Гришин чмокнул губами, как на ленивую кобылу, и наш мотоцикл покатил в тыл, так же осторожно цокая и перекатываясь на неровностях, как двигался в сторону противника. Мне нравилось, что водитель— совсем мальчишка, а не дергается и не скисает от майорских окриков.

Не успели мы проехать и несколько сот метров, как позади раздались длинные очереди и в небе вспыхнули осветительные ракеты — это немецкий пулемет ударил по нашему доктору!

… История с запропастившимся батальоном в ту ночь разрешилась неожиданностью. Хоть луна и спряталась за облака, мы вскоре нашли колонну на развилке полевых дорог. Начальник штаба сидел в коляске мотоцикла на десяток метров впереди всех и пребывал, казалось, в состоянии прострации, которая в армии называлась глубоким раздумьем. Я долго разглядывал его — он не шевелился, может быть, просто не знал, в какую сторону следует двинуться. А развилок у этой дороги было несколько… Вся колонна, размытая тьмой, казалось, тоже находилась в состоянии тяжелой дремы — заглушенные моторы только подчеркивали тягостность этого общего ступора… Почему-то начштаба был плотно, с головой, укутан в плащ-палатку, словно она представляла собой пуленепробиваемый панцирь. Продолжением его длинной вытянутой руки был поблескивающий пистолет «ТТ».
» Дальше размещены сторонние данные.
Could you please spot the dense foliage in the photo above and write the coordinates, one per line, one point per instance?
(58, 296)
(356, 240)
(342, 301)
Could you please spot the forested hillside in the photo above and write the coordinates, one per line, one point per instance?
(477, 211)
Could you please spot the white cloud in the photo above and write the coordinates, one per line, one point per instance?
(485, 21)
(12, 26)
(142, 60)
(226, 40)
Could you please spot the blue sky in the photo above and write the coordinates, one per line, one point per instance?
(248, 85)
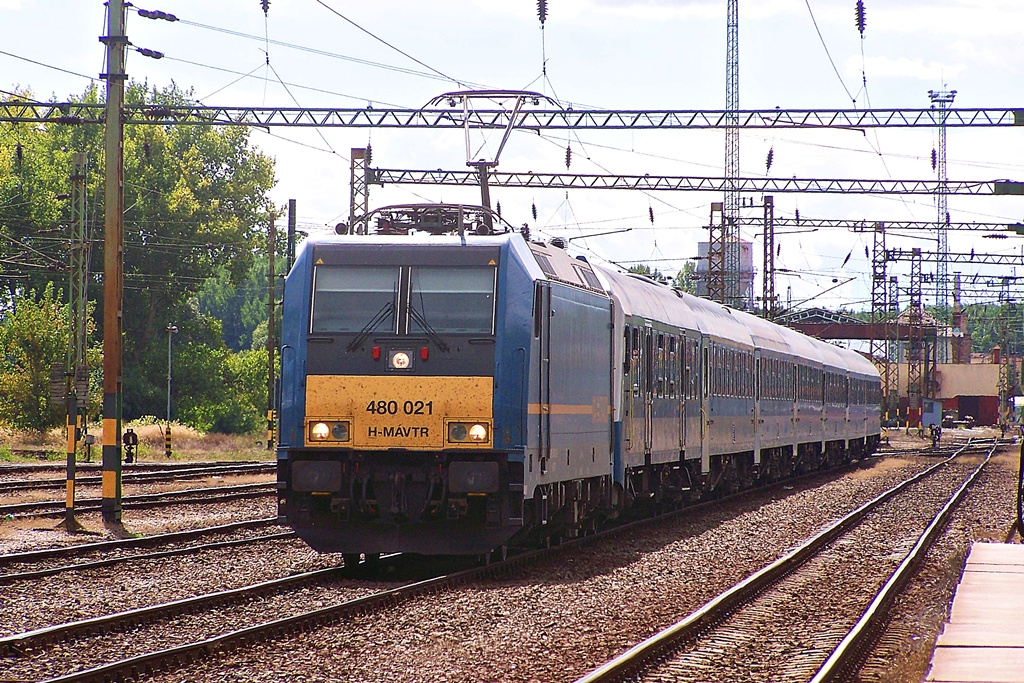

— Сто-о-ой! Сто-ой, стрелять буду! Сто-о-ой!! — как-то воюще пропел он, и я подумал: пожалуй, сейчас выстрелит.

— Сергей Авксентьевич, — четко произнес я, — не стреляйте, пожалуйста, — очень уж не хотелось, чтобы ни с того ни с сего он пальнул.

— Черт знает, где вас всех носит! — взвился капитан Скалов и резко понизил голос. — Что, встретить колонну по-человечески не могли? На передовой!.. А майор где?

— Как раз он-то на передовой. И круто матерится. Там еще Старков подъелдыкивает. Бросают в атаку на врага доктора Идельчика. — Я наклонился к капитану. — Только до них километра три.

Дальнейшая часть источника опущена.